RECCOMENDATIONS FOR
Software
Disclaimer
The field of software engineering offers numerous guidelines and standards for developing robust and usable software. Your choice of architectures, technologies, and development tools should align with your software’s intended purpose and development context. While our recommendations are general and primarily focus on ensuring software FAIRness—particularly regarding metadata and reusability—we have included references to widely accepted best practices and standards to guide scholars with limited software development experience who wish to enter this field.
1. Before creating new software from scratch, investigate existing similar solutions and explore opportunities to further develop or adapt them, promoting the reuse and enhancement of existing resources. #
IDENTIFYExample: forks on GitHub of the EVT software.

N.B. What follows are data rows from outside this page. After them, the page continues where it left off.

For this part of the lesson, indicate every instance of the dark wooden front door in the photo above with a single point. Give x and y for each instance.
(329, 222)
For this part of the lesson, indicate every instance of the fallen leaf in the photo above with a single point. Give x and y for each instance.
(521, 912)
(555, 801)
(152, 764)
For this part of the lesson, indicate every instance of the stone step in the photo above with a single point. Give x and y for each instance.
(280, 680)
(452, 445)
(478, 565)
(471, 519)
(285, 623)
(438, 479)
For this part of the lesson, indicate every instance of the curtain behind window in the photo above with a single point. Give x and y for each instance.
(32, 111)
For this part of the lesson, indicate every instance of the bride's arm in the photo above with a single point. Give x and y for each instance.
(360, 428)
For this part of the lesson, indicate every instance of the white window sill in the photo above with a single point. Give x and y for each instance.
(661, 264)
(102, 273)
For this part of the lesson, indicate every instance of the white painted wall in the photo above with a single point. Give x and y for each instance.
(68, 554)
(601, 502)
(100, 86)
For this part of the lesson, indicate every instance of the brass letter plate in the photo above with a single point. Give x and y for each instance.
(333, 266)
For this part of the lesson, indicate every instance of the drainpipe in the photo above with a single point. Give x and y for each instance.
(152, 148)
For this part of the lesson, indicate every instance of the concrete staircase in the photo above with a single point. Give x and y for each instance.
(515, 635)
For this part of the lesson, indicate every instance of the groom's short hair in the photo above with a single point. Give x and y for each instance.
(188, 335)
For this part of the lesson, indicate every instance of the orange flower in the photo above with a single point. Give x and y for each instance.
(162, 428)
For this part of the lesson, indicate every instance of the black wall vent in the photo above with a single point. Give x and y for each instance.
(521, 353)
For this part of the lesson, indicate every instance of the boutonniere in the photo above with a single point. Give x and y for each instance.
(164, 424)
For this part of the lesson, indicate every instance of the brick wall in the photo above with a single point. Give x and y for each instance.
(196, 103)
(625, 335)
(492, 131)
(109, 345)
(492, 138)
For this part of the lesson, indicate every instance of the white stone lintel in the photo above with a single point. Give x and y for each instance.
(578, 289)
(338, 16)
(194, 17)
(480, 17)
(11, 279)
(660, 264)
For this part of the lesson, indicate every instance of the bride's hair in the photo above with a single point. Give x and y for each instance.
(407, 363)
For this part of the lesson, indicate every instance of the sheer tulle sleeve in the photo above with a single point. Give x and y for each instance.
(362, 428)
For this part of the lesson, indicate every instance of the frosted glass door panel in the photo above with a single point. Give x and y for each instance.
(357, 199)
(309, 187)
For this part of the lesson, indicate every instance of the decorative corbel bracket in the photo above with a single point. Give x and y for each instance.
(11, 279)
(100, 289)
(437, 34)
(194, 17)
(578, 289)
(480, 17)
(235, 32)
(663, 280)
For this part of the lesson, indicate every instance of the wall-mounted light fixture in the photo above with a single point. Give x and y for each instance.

2. Involve domain experts in software design and apply software engineering methodologies and best practices, in order to create robust software that is easy to use, maintain and further develop. #
PLAN PRODUCE- Utilise documented and shared design patterns (Gamma et al. 1994).
- When applying the object-oriented programming paradigm, follow the SOLID principles (Silén 2024).

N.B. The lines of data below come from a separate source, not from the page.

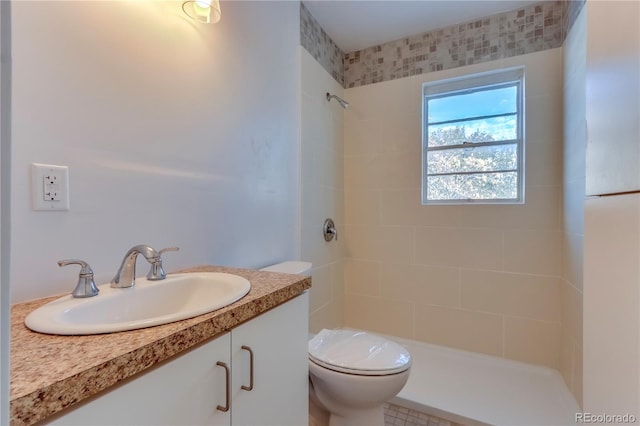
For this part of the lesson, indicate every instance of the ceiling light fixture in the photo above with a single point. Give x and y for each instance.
(205, 11)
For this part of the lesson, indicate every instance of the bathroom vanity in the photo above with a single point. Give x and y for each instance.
(240, 365)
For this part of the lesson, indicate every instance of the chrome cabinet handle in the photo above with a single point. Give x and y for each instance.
(228, 385)
(250, 387)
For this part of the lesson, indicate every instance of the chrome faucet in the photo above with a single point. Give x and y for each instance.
(126, 276)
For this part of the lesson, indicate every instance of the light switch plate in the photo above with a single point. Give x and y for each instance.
(49, 187)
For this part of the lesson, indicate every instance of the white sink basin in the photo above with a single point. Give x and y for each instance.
(148, 303)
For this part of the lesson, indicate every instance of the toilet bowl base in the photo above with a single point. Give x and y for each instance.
(365, 417)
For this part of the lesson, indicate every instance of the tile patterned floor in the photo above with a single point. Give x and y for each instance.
(395, 415)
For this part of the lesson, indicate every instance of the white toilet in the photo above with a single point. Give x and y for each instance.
(353, 373)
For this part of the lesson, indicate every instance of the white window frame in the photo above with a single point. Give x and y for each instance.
(472, 83)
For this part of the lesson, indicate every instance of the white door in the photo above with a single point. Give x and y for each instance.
(278, 341)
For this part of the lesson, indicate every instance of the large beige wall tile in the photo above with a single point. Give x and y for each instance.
(426, 284)
(541, 211)
(530, 296)
(463, 247)
(402, 132)
(572, 315)
(533, 252)
(382, 316)
(573, 259)
(362, 207)
(362, 277)
(362, 137)
(543, 162)
(471, 331)
(321, 291)
(404, 207)
(532, 341)
(547, 110)
(382, 243)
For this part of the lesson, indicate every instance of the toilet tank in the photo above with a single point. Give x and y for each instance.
(290, 267)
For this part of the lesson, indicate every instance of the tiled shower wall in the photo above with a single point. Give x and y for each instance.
(483, 278)
(534, 28)
(542, 307)
(531, 29)
(319, 45)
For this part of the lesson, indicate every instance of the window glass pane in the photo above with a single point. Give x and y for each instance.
(489, 186)
(473, 159)
(476, 104)
(482, 130)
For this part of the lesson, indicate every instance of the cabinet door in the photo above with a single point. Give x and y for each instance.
(278, 341)
(182, 391)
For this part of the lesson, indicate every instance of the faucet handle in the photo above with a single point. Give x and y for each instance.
(156, 272)
(168, 249)
(86, 287)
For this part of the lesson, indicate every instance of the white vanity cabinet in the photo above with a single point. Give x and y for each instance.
(190, 388)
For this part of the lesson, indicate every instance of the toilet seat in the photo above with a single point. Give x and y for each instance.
(358, 352)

- For complex software, implement the “domain-driven design” approach (Evans 2004).
- Organise code into modules to facilitate the reuse of individual components.
- Adopt DevOps practices to streamline development and deployment processes (plan, code, build and test, release, deploy, operate, and monitor) (Silén 2024).
- Ensure that all software dependencies, whether libraries, frameworks, or operating system components, are clearly documented and managed. This also includes defining the operational requirements, such as minimum and optimal hardware resources (e.g., CPU, RAM, disk space) needed to ensure that the software works properly.
- Integrate a structured testing phase as part of the software development process, establishing clear metrics and goals to determine testing success.
Developers working in the DH field can follow and join the activities of DHTech, an ADHO special interest group aimed at supporting the development and reuse of software in the Digital Humanities.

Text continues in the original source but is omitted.